Star Trek fan films operated in an informational vacuum, since Paramount has made few official statements regarding their existence. Fan filmmakers have generally kept a low profile, hoping not to draw attention to themselves. However, with the demise of Star Trek: Enterprise in 2005, the fan film community began drawing more attention in the media, and even a certain amount of recognition from the entertainment industry.

Star Trek: Phase II, one fan series, has established an understanding that Paramount must be properly credited as the owner of Star Trek-related intellectual property.

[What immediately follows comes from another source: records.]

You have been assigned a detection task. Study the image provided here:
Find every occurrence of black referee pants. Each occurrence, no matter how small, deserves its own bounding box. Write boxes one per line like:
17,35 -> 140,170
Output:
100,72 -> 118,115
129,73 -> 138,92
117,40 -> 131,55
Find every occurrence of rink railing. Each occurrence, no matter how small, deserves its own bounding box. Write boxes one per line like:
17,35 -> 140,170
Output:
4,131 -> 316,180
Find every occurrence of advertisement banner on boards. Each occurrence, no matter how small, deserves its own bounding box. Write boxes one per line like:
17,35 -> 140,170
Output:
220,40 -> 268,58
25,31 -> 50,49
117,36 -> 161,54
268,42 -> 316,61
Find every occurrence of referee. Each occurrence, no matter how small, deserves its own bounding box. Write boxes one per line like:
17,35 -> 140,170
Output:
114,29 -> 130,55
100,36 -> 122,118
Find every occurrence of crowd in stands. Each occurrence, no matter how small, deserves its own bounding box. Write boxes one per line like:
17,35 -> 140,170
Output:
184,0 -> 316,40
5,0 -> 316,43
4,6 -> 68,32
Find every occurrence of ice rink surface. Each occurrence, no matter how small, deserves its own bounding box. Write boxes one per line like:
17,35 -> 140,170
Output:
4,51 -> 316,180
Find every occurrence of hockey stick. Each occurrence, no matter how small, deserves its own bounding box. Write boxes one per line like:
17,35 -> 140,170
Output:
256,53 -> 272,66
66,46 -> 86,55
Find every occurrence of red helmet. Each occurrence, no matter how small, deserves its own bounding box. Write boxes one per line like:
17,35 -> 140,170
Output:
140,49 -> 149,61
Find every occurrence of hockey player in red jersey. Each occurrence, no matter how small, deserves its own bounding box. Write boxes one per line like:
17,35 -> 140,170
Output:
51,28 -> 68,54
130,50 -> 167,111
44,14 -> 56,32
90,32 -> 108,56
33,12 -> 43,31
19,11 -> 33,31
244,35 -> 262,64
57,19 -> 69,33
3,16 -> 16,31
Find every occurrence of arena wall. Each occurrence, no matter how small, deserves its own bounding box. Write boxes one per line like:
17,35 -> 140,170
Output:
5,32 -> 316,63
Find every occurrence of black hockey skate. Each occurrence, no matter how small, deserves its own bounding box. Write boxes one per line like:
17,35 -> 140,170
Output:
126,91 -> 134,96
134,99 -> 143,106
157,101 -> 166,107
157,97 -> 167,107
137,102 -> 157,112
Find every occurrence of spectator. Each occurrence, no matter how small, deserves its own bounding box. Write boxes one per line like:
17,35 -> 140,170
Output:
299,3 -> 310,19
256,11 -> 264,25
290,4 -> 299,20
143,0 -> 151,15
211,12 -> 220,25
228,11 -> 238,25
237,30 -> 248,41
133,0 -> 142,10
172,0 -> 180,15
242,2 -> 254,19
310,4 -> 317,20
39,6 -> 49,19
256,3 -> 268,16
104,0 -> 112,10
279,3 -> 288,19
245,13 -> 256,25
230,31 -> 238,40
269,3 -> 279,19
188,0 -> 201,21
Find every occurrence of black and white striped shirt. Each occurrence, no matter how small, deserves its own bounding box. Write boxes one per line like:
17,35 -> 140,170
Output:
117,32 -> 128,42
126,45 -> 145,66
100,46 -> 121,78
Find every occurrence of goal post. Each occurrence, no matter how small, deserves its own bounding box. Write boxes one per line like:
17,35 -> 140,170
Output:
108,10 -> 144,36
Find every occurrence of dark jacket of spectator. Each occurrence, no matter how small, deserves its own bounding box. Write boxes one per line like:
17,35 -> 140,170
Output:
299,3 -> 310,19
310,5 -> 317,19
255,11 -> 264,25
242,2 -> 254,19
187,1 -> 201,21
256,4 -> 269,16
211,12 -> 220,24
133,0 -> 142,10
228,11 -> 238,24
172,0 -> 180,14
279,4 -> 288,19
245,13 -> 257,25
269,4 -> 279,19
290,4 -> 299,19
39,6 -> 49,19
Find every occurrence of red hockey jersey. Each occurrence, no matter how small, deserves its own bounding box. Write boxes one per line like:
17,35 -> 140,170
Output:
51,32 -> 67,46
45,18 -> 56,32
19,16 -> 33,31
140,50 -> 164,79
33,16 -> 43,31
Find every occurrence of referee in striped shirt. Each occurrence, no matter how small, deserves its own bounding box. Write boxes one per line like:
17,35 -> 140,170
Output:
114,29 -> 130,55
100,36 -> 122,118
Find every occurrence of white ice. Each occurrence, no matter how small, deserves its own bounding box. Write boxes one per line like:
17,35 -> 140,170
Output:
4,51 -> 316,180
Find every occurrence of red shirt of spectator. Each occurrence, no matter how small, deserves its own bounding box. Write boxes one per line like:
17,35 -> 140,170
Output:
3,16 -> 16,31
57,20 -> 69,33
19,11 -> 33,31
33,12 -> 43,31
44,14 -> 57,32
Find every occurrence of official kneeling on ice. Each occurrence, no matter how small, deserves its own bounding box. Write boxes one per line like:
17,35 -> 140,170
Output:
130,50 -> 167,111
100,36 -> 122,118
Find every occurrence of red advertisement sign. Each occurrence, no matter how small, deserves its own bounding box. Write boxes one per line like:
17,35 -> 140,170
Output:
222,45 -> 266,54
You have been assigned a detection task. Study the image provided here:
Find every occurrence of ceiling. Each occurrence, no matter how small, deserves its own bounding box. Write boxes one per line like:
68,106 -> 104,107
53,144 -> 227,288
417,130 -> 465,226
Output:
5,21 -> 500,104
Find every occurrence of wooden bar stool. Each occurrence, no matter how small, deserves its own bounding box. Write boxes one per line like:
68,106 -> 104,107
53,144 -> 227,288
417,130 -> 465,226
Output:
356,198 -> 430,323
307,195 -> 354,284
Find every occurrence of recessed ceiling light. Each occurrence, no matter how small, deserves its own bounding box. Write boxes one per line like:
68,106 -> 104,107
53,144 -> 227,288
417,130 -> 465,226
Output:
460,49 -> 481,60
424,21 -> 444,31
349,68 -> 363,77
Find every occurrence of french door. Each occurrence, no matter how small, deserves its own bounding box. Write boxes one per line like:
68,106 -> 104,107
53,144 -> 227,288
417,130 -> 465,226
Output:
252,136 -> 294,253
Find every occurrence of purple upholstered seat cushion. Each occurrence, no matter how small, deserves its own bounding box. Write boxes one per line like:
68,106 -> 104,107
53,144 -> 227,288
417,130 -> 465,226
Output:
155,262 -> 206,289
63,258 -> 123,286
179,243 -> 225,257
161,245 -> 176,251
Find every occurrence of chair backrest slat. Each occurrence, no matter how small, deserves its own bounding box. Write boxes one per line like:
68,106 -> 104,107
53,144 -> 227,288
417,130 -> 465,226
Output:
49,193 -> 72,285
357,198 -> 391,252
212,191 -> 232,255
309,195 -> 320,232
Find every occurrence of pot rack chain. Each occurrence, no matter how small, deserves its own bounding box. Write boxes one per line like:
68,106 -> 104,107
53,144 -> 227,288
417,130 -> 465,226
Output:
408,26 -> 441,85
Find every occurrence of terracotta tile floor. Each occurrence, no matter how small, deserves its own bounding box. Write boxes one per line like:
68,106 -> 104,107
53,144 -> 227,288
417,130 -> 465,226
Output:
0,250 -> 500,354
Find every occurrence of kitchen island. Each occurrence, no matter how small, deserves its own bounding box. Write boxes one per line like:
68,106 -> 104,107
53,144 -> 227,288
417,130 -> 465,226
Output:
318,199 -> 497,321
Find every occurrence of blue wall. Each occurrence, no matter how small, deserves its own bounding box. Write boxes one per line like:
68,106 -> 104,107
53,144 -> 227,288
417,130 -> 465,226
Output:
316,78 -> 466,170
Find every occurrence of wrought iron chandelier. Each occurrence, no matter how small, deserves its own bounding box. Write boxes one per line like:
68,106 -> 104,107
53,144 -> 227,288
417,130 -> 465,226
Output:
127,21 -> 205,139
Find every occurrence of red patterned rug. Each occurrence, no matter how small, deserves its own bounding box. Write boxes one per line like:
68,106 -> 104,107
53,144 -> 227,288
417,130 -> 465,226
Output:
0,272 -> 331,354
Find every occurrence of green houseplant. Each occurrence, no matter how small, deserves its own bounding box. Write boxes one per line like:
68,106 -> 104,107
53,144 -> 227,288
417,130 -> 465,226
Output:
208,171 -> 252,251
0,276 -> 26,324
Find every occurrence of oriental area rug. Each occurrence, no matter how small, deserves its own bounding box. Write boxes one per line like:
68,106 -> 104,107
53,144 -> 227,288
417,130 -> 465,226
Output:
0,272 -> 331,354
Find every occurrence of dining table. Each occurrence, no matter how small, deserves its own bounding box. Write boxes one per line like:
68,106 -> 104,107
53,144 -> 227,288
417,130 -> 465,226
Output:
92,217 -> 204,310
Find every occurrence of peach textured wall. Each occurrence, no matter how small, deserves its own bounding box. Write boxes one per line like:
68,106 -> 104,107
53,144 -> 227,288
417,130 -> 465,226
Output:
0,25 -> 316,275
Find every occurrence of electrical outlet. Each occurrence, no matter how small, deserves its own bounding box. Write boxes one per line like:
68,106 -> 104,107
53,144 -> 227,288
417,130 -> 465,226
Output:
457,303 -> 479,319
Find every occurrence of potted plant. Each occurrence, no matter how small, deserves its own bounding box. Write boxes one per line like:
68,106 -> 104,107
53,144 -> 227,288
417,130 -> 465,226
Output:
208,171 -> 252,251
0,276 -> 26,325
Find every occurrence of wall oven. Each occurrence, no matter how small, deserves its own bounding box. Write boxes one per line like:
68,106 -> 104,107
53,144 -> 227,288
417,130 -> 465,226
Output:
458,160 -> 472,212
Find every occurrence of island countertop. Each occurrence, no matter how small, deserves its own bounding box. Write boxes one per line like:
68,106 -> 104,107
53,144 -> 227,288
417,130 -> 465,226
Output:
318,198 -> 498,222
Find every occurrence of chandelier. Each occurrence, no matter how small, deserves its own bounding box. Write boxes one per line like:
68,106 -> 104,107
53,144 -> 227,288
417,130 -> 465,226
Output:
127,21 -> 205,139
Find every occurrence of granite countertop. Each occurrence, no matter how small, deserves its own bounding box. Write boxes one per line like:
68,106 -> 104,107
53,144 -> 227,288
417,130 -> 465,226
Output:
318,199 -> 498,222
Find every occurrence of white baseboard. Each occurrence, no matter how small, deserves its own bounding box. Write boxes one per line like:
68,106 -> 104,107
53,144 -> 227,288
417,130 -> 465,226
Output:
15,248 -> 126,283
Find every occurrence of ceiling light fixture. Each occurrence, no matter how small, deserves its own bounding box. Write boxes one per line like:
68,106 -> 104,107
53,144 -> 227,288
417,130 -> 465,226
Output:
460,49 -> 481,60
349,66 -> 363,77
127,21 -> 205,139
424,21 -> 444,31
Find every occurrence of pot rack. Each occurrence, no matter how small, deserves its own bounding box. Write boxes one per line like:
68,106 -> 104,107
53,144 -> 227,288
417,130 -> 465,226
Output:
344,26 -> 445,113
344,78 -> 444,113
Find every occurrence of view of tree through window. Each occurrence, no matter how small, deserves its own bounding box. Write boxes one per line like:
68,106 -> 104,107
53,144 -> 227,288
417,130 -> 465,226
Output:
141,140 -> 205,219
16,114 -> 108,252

On December 29, 2015 (weeks after announcing Star Trek: Discovery) CBS and Paramount Pictures filed a lawsuit in California federal court against Star Trek: Axanar stating the Axanar works infringed upon their intellectual property by making use of "innumerable copyrighted elements of Star Trek, including its settings, characters, species, and themes." In June 2016 Paramount issued guidelines to assist fan-made productions from litigation; in summary:
- Fan-made productions must be original stories and must be short (less than 30 minutes in total for a single storyline).
- Actors and other creative talent must be amateurs; they cannot be compensated for their work nor be previous employees of official Star Trek productions.
- The productions must be non-commercial. Crowd-sourced fundraising is permitted up to US$50,000, but distribution of fan-made works must be on a no-cost basis and must not generate revenue.
- Fan-made productions may not use bootleg props: on-screen props must be either fan-made or be official Star Trek merchandise.
- Fan-made productions must be family friendly; they may not include profanity, nudity, obscenity, pornography, or depictions of harmful or illegal activities such as use of illegal drugs.
- Fan-made productions must provide a disclaimer indicating that Star Trek intellectual property is owned solely by CBS Studios. Further, the guidelines restrict how the name Star Trek may be used in titling the production.
Because of the guidelines issued by Paramount as a result of the Axanar case, Star Trek: Renegades made changes to the script of their upcoming film Requiem to remove all references to Star Trek. The series itself was renamed Renegades.